- Original author: GameSpy Industries
- Developer: IGN Entertainment
- Initial release: November 13, 2000
- Operating system: Microsoft Windows
- Available in: English
- Type: Game server browser
- License: Proprietary
- Website: gamespyarcade.com

= GameSpy Arcade =

Multiplayer game server browsing utility

GameSpy Arcade was a shareware multiplayer game server browsing utility. GameSpy Arcade allowed players to view and connect to available multiplayer games, and chat with other users of the service. It was initially released by GameSpy Industries, on November 13, 2000, to replace the aging GameSpy3D and Mplayer.com program. Version 2.0.5 was the latest offering of the software, boasting additional features such as increased speed and advanced server sorting abilities.

==History==
Discussing GameSpy Arcade's history, Ian Birnbaum of PC Gamer US wrote, "GameSpy began in 1996 as a fan-hosted server for the original Quake. By the early 2000s, GameSpy was the online multiplayer platform, adding dozens of games every year." The service closed in May 2014.

==Features==
GameSpy Arcade included various other features which enhance its overall functionality:
- Ability for users to have their own profiles.
- Scanning a user's hard disk for Arcade compatible games.
- A basic web browser.
- Voice Chat
- Buddy Instant Messaging
- Game Staging rooms
- Dedicated Server browsing
- User Rooms

==Subscription==
GameSpy Arcade was free. However the software maintained shareware status as there were three different subscription levels. These levels provided benefits, each according to their price.

=== Basic users ===

"Basic users" could be created for free at the GameSpy website. They were able to display and connect to games, as well as chat to users inside the game lobby. Advertisements were shown inside the program for these users.

=== GameSpy Arcade ===

"GameSpy Arcade", the first pay subscription service ($4.95/Month, $24.95/Year), provided extended functionality such as no advertisements and in-game voice chat, as well as priority service for technicians to assist in solving problems with the software.

=== Founders Club ===

"Founders Club", the second pay subscription service ($9.95/Month, $79.95/Year), was the highest possible level of membership to GameSpy arcade. This subscription had benefits which applied across the entire GameSpy network, including FilePlanet access, and ‘Insider’ newsletters.
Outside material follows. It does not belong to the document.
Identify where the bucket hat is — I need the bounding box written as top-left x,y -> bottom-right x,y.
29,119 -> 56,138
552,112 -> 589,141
This was the most expensive of the subscriptions on offer. There were some issues with the "Founders Club" subscription that caused this subscription to show up as a normal subscription on GameSpy Arcade.

==Games==
GameSpy Arcade allowed users to play games online such as Halo: Combat Evolved, Battlefield 2, Half-Life: Counter-Strike, Unreal Tournament, Star Wars: Battlefront II, Quake III Arena, Rogue Spear, as well as various other first-person shooters and strategy games. Additionally, there were parlor games, but these were removed due to security flaws found in the actual parlor games. Some of the parlor games that existed were Y.A.R.N (story making) Reversi, Checkers, Chess, and Backgammon.